How the Internet Works

Work in progress! You've been warned...

This is meant to be a somewhat comprehensive introduction to how the internet works, spcifically, how websites work (there's lots of other uses of the internet that aren't covered). Some parts are quite technical, but I've tried to explain things from the ground up; it's intended for people who want to start tinkering with web development but don't have any experience in that area yet. For any more experienced readers, forgive me if some parts are basic.

URLs, clients, and servers, oh my!

In some ways, a website is a lot like a waiter: The waiter is a separate entity that knows stuff you don't. In order to get what you want from the waiter, you need to ask him. In order to successfully ask him, you should understand each other, and for that you need to speak the same language.

Now imagine the waiter is in a locked room (some restaurant owners can be cruel), and you want to know the day's menu. You need his phone number in order to talk to him. You know his name, so you can look him up in the phone book and get his phone number. You can then call him up and ask what the day's menu is (fortunately, you both speak the same language). The daily special turns out to be banana spaghetti.
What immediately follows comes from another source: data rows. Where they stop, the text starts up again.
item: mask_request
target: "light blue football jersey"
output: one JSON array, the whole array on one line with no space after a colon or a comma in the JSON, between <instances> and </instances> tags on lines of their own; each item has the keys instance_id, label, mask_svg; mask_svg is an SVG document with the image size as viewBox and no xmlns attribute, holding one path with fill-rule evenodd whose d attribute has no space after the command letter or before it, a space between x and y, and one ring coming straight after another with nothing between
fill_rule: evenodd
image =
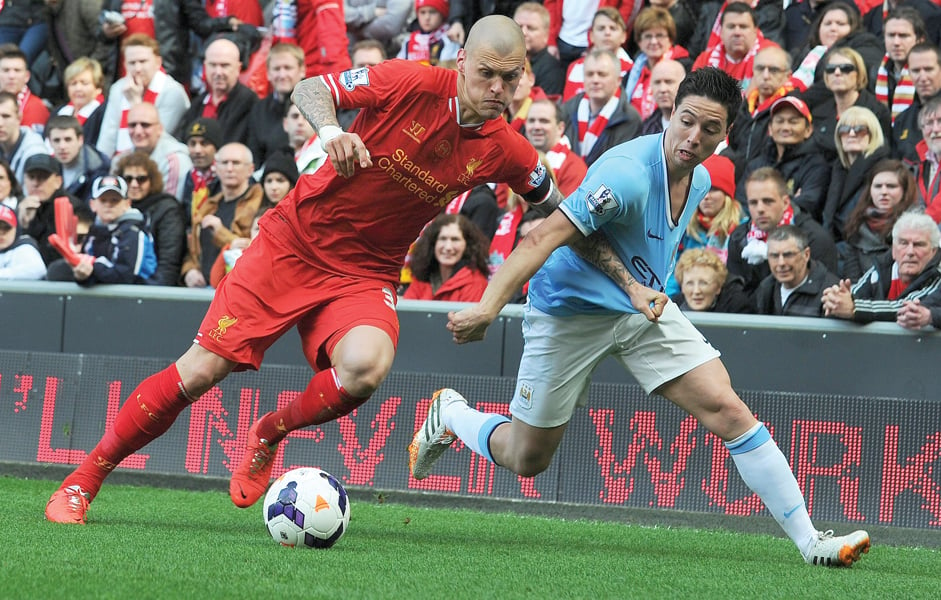
<instances>
[{"instance_id":1,"label":"light blue football jersey","mask_svg":"<svg viewBox=\"0 0 941 600\"><path fill-rule=\"evenodd\" d=\"M635 138L605 152L559 207L585 235L601 230L637 281L663 290L696 207L709 191L698 165L678 223L670 215L663 134ZM614 281L567 246L549 256L529 283L534 308L556 316L636 313Z\"/></svg>"}]
</instances>

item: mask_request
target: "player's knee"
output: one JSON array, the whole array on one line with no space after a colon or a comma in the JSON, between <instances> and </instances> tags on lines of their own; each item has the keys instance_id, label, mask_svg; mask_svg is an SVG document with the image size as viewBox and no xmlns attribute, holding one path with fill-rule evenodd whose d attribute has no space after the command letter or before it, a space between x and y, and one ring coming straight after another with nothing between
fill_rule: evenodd
<instances>
[{"instance_id":1,"label":"player's knee","mask_svg":"<svg viewBox=\"0 0 941 600\"><path fill-rule=\"evenodd\" d=\"M189 351L176 365L186 393L193 398L208 392L232 370L231 363L209 352Z\"/></svg>"},{"instance_id":2,"label":"player's knee","mask_svg":"<svg viewBox=\"0 0 941 600\"><path fill-rule=\"evenodd\" d=\"M340 384L350 395L365 398L372 395L389 373L384 361L368 359L345 361L337 365Z\"/></svg>"},{"instance_id":3,"label":"player's knee","mask_svg":"<svg viewBox=\"0 0 941 600\"><path fill-rule=\"evenodd\" d=\"M515 453L511 464L503 465L520 477L535 477L549 468L552 455L539 451L521 451Z\"/></svg>"}]
</instances>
You decide to eat at home.

OK, so what does a trapped waiter have to do with the internet? Well, think of a website as a waiter. A waiter is a person (that is, an abstract concept) hosted in a human body; the waiter's body is what does all the actual work for the waiter (breathing, talking, thinking, etc.). Similarly, a website is an abstract concept hosted on a computer called a server, which is what actually does all the work. Just like you and the waiter, there are fundamentally two entities when using a website: You, and the other guy. The other guy is the server, and you (actually, your computer) are called the client.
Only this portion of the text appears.